Just as there is a cottage industry perpetually predicting Russia’s economic collapse, there is its mirror image insisting that expecting a crisis is foolish. The latter camp is correct, at least insofar as whatever might constitute an economic crisis will not arrive as a predictably foreseeable chain of events—at least if we define crisis as a rupture so disruptive that it materially alters the regime’s ability to sustain the war or its own existence. Rather than rupture, we are better served by thinking in terms of continuums.
Much of the imperviousness that skeptics of «crisis» attribute to the Russian economy stems from the assumption that meaningful wealth gains from the 2023 boom created a margin of safety—the kind of logic that underpins the «death zone» argument, which the regime is exhausting, albeit slowly. Yet those gains are nowhere to be found substantively in the data, whether nationally aggregated or otherwise. Aleksandr Novak’s claim that falling inflation forms a base for economic growth is an old trope among policymakers, dating back to responses to the Global Financial Crisis. In Russia, inflation and its interaction with the effect of imports on the ruble’s value have always been meaningfully correlated with nominal wage growth. We have exited the phase of the continuum that delivered strong nominal growth without real growth, and slid instead into weak nominal growth accompanied by steepening real-terms declines.
Low inflation means low nominal wage growth—a sustainable dynamic in a normal economy (if a weak equilibrium for growth), but one that makes less sense as a growing swathe of businesses swing from profit to loss. January data showed businesses imported just $ 1 billion of goods through parallel import schemes—half the average level seen in 2025. Juxtapose these declining import figures with signs that the regime is squeezing more industrial production out of the economy, and the pattern is clear: people are consuming less because they are earning less. Businesses are buying less because they are earning less too. If 2025 gave us a year’s worth of data pointing to an emergent civilian recession, the early signs in 2026 suggest it is picking up speed—and there was never a margin of safety from prior real-income gains to fall back on.

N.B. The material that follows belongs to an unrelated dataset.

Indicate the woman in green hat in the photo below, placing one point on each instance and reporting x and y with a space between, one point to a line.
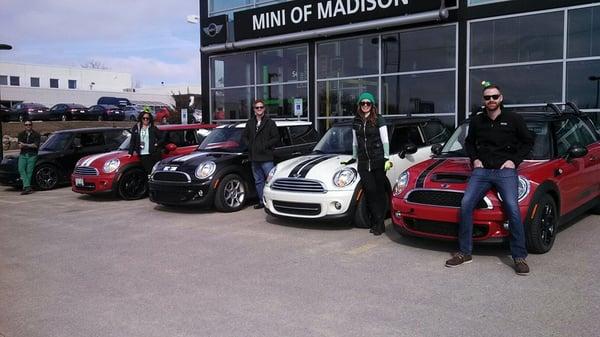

There are also the unintended consequences of recruitment bonuses on the labor market. If payouts are rising for recruits even as the broader labor market and wage growth weaken, people are voting with their wallets: their lives will be worth more if they are to take the risk at the front. Hence the effect on incomes is more pronounced, skewing the data somewhat by sustaining a large pool of outliers who receive huge cash infusions into their bank accounts, while most people continue to see their wages fall in real terms (albeit at differing rates). Crisis or no crisis, the implication remains the same: Russians are growing poorer. Some are certainly richer than they were in 2021; some are getting by. But those insisting things are fine or merely muddling along have no compelling answer to the obvious question: where exactly has all the money gone if so many saw real-terms gains over the last four years?